I am trying to create a pipeline in Gitlab-ci to run an ansible-playbook. Here is my .gitlab-ci.yml file:

    image: "my_ansible_image"
    
    before_script:
        - eval $(ssh-agent -s)
        - echo "$SSH_PRIVATE_KEY" | tr -d '\r' | ssh-add -
        - mkdir -p ~/.ssh
        - chmod 700 ~/.ssh    
    
    build:
        script:
          - ansible-playbook -i inventory -u root --private-key "$SSH_PRIVATE_KEY" playbook.yml -vv

The playbook is trying to execute a simple ping module:

---
   - name: Ping test ## name of the first task
     ping:  ##ping is a special case that do not requieres any attributs

From some reason the ssh connection is always failing with following error:

$ ansible-playbook -i inventory -u root --private-key /builds/my_name/rhe7_set-up-rpm/private_key playbook.yml -vv
[WARNING]: Ansible is being run in a world writable directory
(/builds/aramniko/rhe7_set-up-rpm), ignoring it as an ansible.cfg source.
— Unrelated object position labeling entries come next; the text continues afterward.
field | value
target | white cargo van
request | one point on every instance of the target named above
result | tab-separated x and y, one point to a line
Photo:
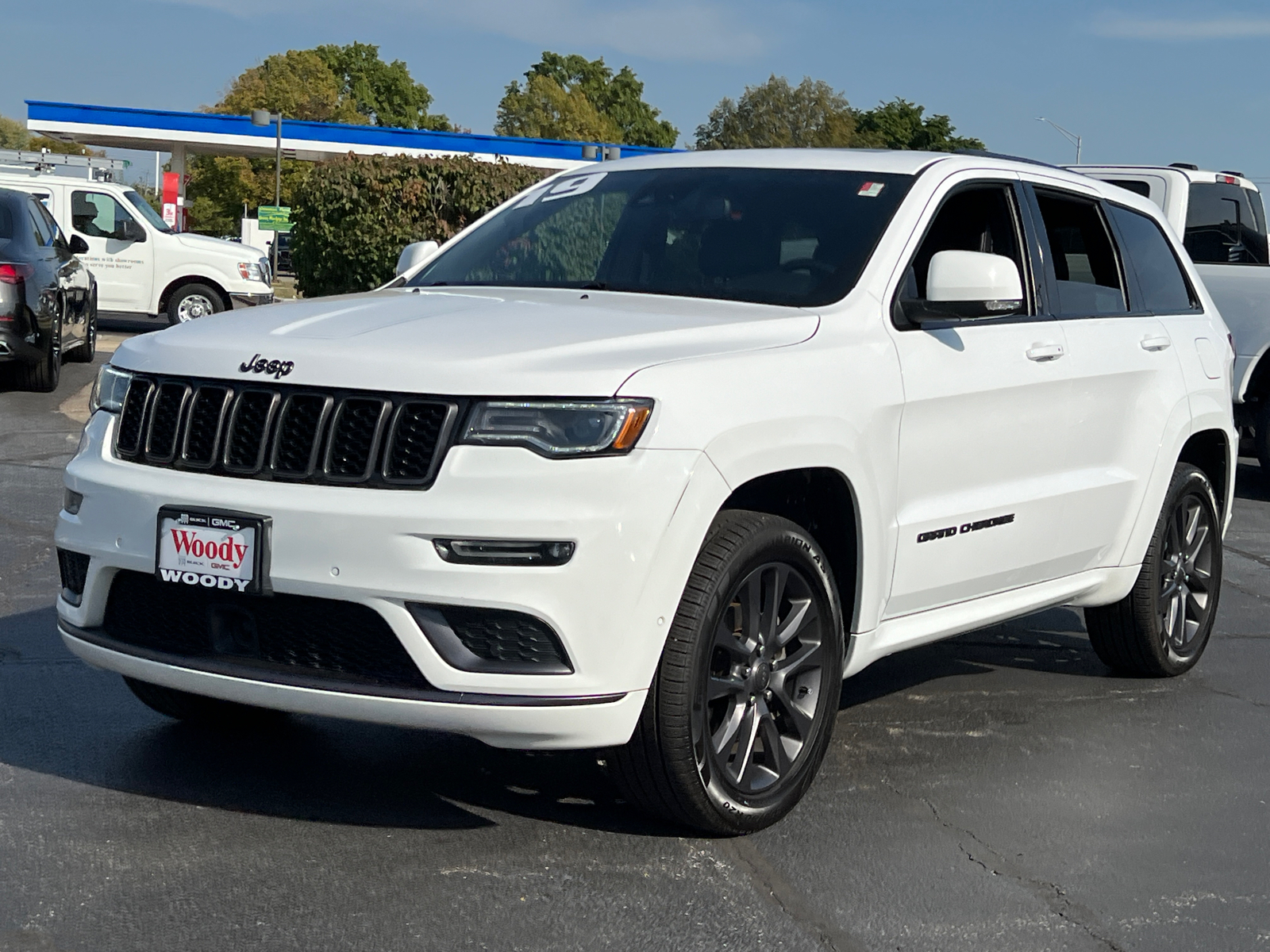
1223	226
141	266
For
more information see
https://docs.ansible.com/ansible/devel/reference_appendices/config.html#cfg-in-
world-writable-dir
ansible-playbook 2.9.11
  config file = None
  configured module search path = ['/root/.ansible/plugins/modules', '/usr/share/ansible/plugins/modules']
  ansible python module location = /usr/local/lib/python3.8/site-packages/ansible
  executable location = /usr/local/bin/ansible-playbook
  python version = 3.8.3 (default, Jul 26 2020, 02:36:32) [GCC 9.2.0]
No config file found; using defaults
PLAYBOOK: playbook.yml *********************************************************
1 plays in playbook.yml
PLAY [Set-UP] ******************************************************************
TASK [Gathering Facts] *********************************************************
task path: /builds/my_name/rhe7_set-up-rpm/playbook.yml:2
fatal: [XXXXXXXXX]: UNREACHABLE! => {"changed": false, "msg": "Failed to connect to the host via ssh: Warning: Permanently added 'XXXXXXXX' (ECDSA) to the list of known hosts.\r\nno such identity: /builds/my_name/rhe7_set-up-rpm/private_key: No such file or directory\r\nroot@XXXXXXXXXX: Permission denied (publickey,gssapi-keyex,gssapi-with-mic,password).", "unreachable": true}
PLAY RECAP *********************************************************************
XXXXXXXXXXX               : ok=0    changed=0    unreachable=1    failed=0    skipped=0    rescued=0    ignored=0 

How can i solve this issue?

EDIT Solution was to add the following to before_script:

        - ssh-keyscan DNS/Remote_IP
        - echo "$SSH_KNOWN_HOSTS" >> ~/.ssh/known_hosts
        - chmod 644 ~/.ssh/known_hosts

You should verify your host keys by running ssh-keyscan on the private server and copying the results to a GitLab variable called SSH_KNOWN_HOSTS. In your pipeline you need to copy that to the ~/.ssh/known_hosts file in the pipeline environment. Instructions are here: https://docs.gitlab.com/ee/ci/ssh_keys/#verifying-the-ssh-host-keys.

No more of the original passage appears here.